A shown value tended to either collapse the distribution or be ignored, so fixing explicit confidences in few-shot examples can quietly affect calibration.

One option for open weights

For FERPA-bound local deployments, activation steering is one approach that gave small gains here. Our implementation is open if you would like to try it.

Steering code on GitHub Read the paper

Conference Talk

The talk follows the same arc as the paper. It opens with the trust problem, walks through three studies that build on one another, and closes with what this changes for anyone using LLMs to code educational data.

AIED 2026 talk

Open the slides to walk through the setup, the three studies, and the practical implications.

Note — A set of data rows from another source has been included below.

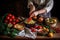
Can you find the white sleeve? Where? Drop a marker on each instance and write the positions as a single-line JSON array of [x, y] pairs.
[[49, 6]]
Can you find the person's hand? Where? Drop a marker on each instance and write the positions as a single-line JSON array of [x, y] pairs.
[[42, 11], [34, 13]]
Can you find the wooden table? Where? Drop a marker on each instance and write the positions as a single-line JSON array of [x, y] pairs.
[[56, 36]]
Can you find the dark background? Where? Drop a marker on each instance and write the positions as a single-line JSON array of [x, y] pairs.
[[15, 6]]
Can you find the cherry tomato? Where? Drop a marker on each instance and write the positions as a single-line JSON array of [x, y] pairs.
[[36, 27], [29, 19], [10, 20], [14, 23], [17, 20], [40, 27], [6, 21], [13, 17], [10, 15], [33, 30]]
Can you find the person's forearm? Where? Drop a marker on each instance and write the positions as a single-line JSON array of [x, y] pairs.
[[49, 6]]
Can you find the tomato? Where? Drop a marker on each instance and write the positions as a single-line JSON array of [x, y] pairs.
[[33, 30], [40, 27], [6, 21], [17, 20], [14, 23], [8, 17], [29, 19], [10, 14], [13, 17], [36, 27], [10, 20]]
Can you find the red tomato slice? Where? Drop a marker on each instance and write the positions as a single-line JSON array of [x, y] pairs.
[[17, 20], [10, 20], [10, 15], [29, 19], [13, 17]]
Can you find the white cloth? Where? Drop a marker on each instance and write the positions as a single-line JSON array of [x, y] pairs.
[[48, 7]]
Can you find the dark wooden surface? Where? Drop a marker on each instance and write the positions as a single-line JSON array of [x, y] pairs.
[[56, 36]]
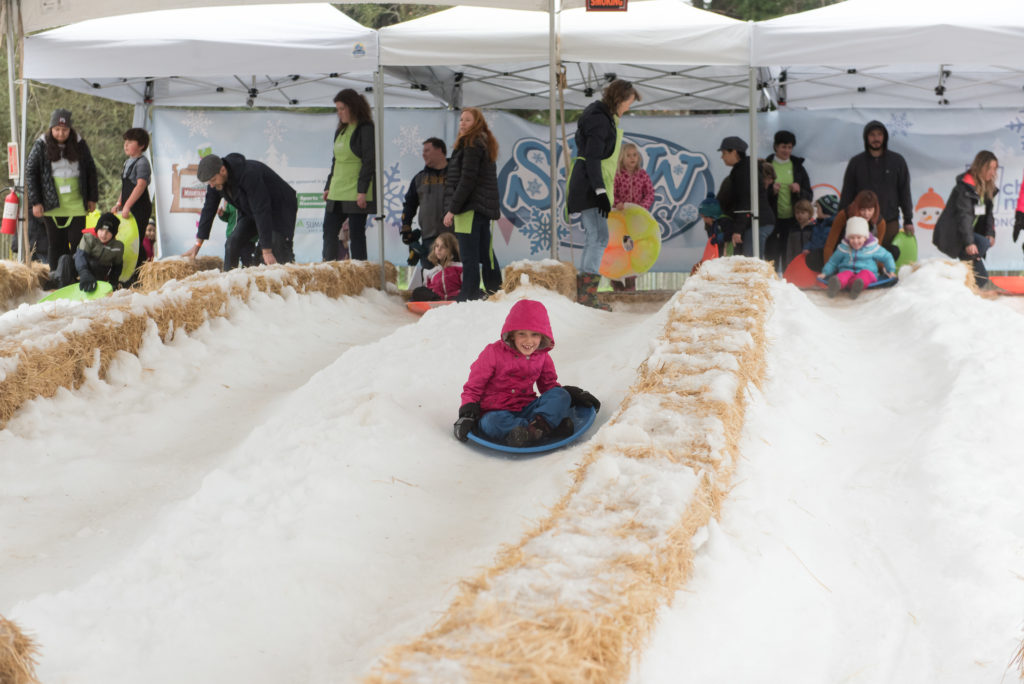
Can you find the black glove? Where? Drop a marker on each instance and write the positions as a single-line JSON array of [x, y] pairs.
[[468, 415], [581, 397], [86, 282]]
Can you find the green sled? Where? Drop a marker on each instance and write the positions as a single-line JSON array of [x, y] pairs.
[[907, 249], [74, 293]]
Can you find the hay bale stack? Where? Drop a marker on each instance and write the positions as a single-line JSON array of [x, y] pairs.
[[59, 355], [18, 281], [576, 599], [17, 655], [556, 275]]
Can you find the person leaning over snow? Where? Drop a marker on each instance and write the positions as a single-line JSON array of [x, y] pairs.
[[99, 257], [855, 263], [499, 398]]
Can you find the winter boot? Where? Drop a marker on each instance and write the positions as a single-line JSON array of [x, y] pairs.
[[517, 437], [587, 291], [834, 286], [563, 430]]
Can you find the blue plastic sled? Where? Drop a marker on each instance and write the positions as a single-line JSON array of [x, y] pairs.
[[582, 419], [883, 283]]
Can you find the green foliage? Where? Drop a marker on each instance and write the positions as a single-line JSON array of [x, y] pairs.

Open slides Toolkit on GitHub

Limitations & Next Steps

We want to be clear about scope. This is a single dataset of introductory CS prompts with one nine-category scheme, so the specific numbers may not transfer to other domains or granularities. Studies 2 and 3 use one open-weight model, and larger models may shift where the plausibility range sits. The steering gains are modest and evaluated within one dataset, so we present them as a promising direction rather than a settled result. We also used single-turn, zero-shot prompting.

The natural next steps are per-category calibration, larger models, richer elicitation such as multi-turn or chain-of-thought, and replication across datasets. Per-category metrics interest us most, since they would tell researchers which codes are reasonable to automate and which still need a person.